The impact of the mortgage meltdown appears to have caused little change in borrower behavior during the past two years, according to a new Zillow Mortgage Marketplace survey of 2,729 adults conducted on its behalf in April by Harris Interactive.
Borrowers report they are spending no more time researching a home loan today than they did in 2008, and those who obtained a loan in the past five years are soliciting fewer quotes – an average of three quotes versus four in 2008.
Borrowers who obtained a home loan in the past five years typically spent just five hours researching their options, which is unchanged from March 2008, Zillow says. Nearly one-third of respondents – 31% – spent two hours or less. This is on par with the typical time spent researching a vacation or computer purchase, and half the time consumers typically allocate to research a car purchase.
‘The last few years should have driven home the lesson that understanding one's home loan is critically important, but mortgages continue to be something that most people don't want to spend time thinking about,’ said Zillow Chief Economist Dr. Stan Humphries. ‘Not understanding a home loan can have catastrophic consequences. Starting from our first survey two years ago, I've been surprised that people spend more time shopping for cars and televisions than they do researching mortgages. I'm further surprised that they spend no more time shopping for mortgages now than they did two years ago, even in the midst of an unprecedented foreclosure crisis."

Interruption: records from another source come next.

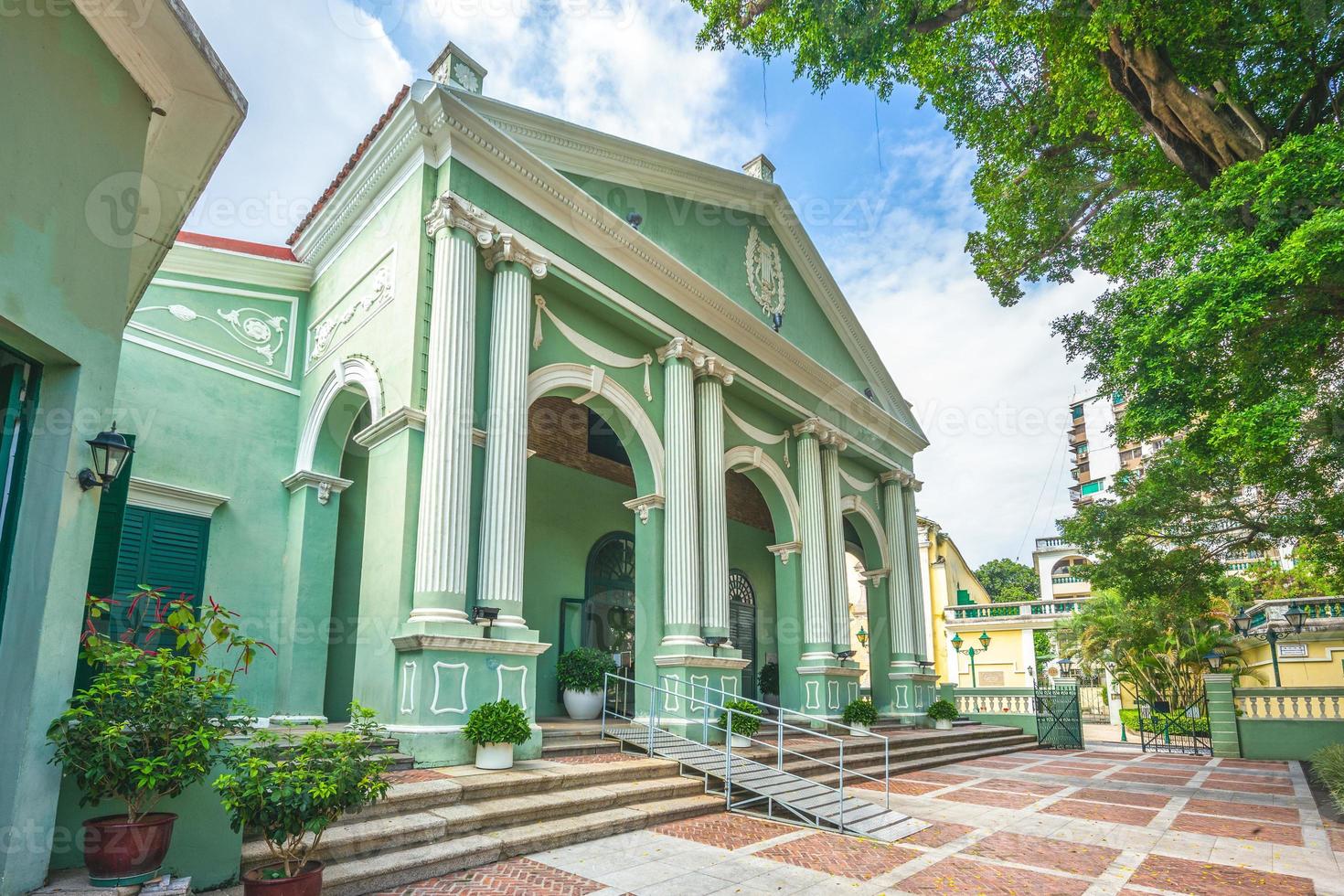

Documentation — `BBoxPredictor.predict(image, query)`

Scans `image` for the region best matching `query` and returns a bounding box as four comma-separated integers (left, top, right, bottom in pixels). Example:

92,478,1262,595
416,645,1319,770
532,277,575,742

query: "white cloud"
824,132,1102,566
187,0,411,243
394,0,762,168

In the past five years, 16% of U.S. adults report they have obtained or refinanced a home loan and two-thirds of those admit they want to do things differently when shopping for their next home loan.
Of the borrowers who want to do things differently, 58% would like to compare terms for loans on an apples-to-apples basis, 56% would like fees standardized and easier to understand and 52% would like it to be easier to shop around for rates. Half the respondents would like to get more than one quote without sharing personal information.